Но тут уж маленький, в свою очередь, стал осторожным и
вмешался в разговор.
-- Нам-то что,-- сказал он.-- Смотри-ка, кругом пропасть
народу, и все на нас глазеют. Если бы мы могли где-нибудь в
воротах снять штыки, чтобы это... не так бросалось в глаза. Ты
не удерешь? А то, знаешь, нам влетит. Верно, Тоник? --
обратился он к верзиле.
Тот тихо отозвался:
-- Штыки-то мы могли бы снять. Все-таки это наш человек.--
Он перестал быть скептиком, и душа его наполнилась состраданием
к Швейку.
Они вместе высмотрели подходящее место за воротами, сняли
там штыки, и толстяк разрешил Швейку пойти рядом.
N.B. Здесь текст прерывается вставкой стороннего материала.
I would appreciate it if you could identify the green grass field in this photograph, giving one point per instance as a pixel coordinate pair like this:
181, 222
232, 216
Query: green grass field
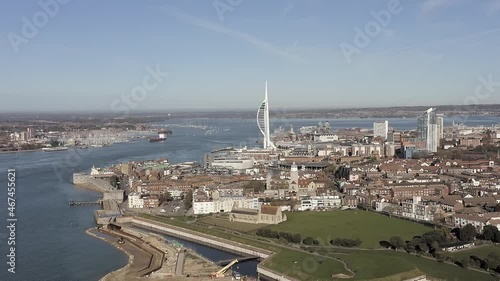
225, 223
480, 251
369, 227
368, 264
379, 264
304, 266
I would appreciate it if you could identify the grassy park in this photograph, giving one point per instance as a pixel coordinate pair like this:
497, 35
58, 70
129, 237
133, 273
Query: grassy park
225, 223
381, 264
480, 251
369, 227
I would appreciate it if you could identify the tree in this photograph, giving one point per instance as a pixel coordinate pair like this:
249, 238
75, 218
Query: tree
113, 181
434, 248
467, 233
54, 143
493, 260
188, 200
165, 197
308, 240
489, 232
464, 262
296, 238
330, 169
397, 242
497, 207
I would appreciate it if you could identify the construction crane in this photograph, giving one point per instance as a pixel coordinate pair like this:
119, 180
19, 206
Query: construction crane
221, 272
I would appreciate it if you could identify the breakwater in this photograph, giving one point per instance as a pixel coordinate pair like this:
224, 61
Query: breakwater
212, 241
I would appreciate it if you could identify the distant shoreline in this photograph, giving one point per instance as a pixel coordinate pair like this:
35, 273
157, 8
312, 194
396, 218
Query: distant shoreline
24, 150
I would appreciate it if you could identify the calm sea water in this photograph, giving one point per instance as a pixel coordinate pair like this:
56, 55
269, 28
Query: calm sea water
51, 242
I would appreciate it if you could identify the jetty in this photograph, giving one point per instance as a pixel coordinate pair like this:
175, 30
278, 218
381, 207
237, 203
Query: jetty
85, 203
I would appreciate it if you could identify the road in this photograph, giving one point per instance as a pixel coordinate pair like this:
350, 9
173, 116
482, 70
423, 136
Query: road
179, 266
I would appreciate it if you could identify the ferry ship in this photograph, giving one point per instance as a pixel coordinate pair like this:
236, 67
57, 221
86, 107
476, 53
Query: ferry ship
162, 135
49, 149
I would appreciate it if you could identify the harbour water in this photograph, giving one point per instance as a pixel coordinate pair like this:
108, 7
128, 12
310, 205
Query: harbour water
51, 243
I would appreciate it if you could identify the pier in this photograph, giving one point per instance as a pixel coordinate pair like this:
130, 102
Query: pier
241, 259
84, 203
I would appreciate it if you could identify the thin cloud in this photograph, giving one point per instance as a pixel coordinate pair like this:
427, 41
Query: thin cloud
453, 39
215, 27
429, 6
493, 7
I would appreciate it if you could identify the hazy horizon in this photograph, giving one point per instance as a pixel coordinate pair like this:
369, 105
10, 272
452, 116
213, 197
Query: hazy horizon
92, 55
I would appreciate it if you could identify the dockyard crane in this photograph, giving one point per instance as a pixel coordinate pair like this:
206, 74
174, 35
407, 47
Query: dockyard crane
221, 272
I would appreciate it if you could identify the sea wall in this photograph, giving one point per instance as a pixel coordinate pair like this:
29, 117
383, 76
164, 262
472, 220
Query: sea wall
91, 182
208, 240
268, 274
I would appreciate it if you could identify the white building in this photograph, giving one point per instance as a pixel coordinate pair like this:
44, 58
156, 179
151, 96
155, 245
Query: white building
427, 128
318, 202
263, 122
233, 162
224, 205
380, 129
326, 137
440, 126
478, 221
135, 200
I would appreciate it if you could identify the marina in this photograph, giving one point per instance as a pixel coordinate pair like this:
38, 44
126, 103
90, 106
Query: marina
83, 258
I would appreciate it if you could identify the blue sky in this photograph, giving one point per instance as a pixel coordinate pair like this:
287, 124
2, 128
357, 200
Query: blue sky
91, 53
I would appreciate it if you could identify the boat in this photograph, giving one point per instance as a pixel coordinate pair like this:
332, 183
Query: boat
161, 137
236, 275
49, 149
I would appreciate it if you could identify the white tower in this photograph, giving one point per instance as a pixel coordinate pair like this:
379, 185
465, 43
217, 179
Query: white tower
263, 122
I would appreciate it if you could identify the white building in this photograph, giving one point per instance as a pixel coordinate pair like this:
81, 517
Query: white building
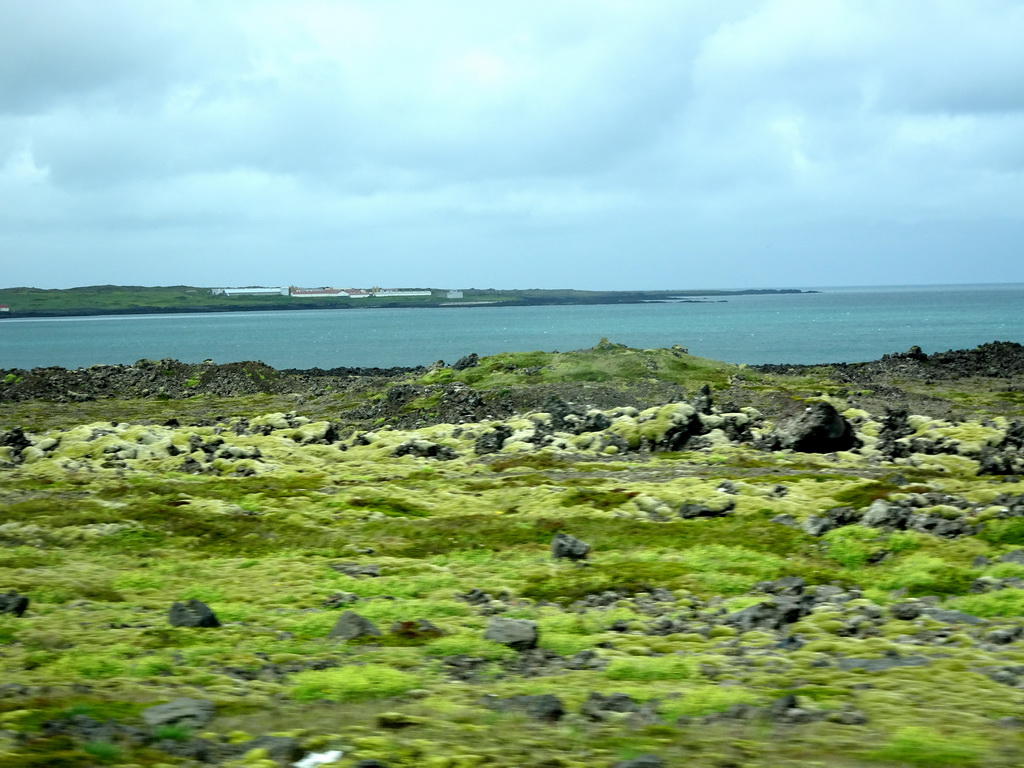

-- Небось курить хочется? Да? -- спросил он.-- Кто
знает...
Он хотел сказать: "Кто знает, дадут ли тебе закурить,
перед тем как повесят",-- но не докончил фразы, поняв, что это
было бы бестактно.
Все закурили, и конвоиры стали рассказывать Швейку о своих
семьях, живущих в районе Краловеградца, о женах, о детях, о
клочке землицы, о единственной корове.